Ever since the stock market crash, investors have moved on to putting their money in bonds as the price never changes while the interest they receive is just as good.
However, just recently, experts are of the opinion that the prices could fall at last. So, here are 5 reasons why you should be careful when you invest in bonds:
#1: Rise in Prices
Not only has the demand risen for every kind of bond in recent times but their prices as well. People are buying even risky bonds from companies with a reputation for shaky finances as well as cities and states that are dealing with massive public-pension bills.
#2: Big Investors
A number of owners in bond sectors include small Main Street investors.

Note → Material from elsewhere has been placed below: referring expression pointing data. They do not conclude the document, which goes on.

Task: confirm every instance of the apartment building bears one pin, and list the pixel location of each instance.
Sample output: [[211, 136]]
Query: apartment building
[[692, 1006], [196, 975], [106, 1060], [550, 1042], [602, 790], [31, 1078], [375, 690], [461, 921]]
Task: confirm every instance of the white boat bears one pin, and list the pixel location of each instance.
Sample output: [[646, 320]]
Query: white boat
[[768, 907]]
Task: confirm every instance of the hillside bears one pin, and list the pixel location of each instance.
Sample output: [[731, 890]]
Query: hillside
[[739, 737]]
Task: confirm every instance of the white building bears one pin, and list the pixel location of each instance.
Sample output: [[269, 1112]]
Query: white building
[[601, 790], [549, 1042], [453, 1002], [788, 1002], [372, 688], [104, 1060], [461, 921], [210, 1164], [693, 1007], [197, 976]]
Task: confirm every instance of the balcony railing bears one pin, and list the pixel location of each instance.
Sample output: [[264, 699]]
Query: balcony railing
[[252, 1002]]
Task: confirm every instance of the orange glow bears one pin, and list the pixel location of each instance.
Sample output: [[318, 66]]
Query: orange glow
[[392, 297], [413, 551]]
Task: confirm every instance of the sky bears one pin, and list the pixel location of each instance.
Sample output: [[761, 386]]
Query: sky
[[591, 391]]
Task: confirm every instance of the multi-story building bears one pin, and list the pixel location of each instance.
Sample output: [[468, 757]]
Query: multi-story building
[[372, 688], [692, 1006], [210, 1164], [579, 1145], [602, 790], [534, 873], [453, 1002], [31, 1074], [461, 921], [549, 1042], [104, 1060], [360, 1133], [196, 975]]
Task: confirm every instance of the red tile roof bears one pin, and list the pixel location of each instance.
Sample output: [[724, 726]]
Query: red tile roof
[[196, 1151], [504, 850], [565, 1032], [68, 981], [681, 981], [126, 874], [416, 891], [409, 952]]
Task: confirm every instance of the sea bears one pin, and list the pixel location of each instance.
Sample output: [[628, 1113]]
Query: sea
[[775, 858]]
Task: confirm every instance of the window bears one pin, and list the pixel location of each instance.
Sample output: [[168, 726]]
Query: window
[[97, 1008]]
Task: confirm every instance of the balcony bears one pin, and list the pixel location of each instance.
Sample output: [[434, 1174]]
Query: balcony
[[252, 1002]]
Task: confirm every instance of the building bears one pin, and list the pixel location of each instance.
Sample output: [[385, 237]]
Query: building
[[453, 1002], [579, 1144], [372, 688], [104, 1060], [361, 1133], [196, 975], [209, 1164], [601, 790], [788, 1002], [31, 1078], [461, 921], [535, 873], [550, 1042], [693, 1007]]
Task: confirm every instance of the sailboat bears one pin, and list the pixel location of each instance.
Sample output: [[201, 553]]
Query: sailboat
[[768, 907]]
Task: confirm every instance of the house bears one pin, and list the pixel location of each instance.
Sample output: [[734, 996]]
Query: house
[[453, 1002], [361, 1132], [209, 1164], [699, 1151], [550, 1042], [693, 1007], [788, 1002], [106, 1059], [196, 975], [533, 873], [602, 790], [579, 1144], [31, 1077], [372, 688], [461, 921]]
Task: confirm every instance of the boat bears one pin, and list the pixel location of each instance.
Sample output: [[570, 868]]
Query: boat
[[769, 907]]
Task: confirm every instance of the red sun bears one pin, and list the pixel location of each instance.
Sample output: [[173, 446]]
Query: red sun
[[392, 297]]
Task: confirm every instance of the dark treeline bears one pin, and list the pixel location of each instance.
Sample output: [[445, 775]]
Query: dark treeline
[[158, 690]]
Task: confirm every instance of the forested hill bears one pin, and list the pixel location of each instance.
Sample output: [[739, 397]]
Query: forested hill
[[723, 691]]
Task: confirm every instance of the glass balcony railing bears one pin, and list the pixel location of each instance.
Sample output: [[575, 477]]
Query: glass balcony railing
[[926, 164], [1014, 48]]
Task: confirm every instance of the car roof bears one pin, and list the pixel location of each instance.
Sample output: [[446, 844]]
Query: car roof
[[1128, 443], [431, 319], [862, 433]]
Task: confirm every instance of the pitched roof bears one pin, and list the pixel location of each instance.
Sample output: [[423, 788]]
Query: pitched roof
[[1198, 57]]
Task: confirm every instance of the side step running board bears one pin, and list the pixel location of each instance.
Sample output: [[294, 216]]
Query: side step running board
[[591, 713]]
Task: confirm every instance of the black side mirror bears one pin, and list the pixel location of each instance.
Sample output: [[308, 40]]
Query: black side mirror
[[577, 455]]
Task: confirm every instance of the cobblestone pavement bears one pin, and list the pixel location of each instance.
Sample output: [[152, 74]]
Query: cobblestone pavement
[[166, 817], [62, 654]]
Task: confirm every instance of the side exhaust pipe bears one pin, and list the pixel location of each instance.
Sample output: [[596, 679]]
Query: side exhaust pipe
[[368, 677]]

Unfortunately, they are far more scared off than insurers and pension funds who tend to stabilize the market despite a number of booms and busts that the market has seen.
#3: Trading has dropped
Compared to values in 2006, both corporate and municipal bonds only trades from a third to a half less since then. Once a few big sales take place, the prices will definitely fall.
#4: Banks not involved
Banks have abandoned the role of the middle man which matched sellers and buyers and keeping the corporate and municipal bond market liquid. They’ve also stopped buying and selling bonds themselves.
#5: Hike in Rates
The Federal Reserve is expected to hike interest rates and which will give test the market as soon as that happens. The last time this happened in 1994, not only did bond prices drop but a major hedge fund collapsed with companies like Proctor & Gamble and Orange County in California having to file for bankruptcy.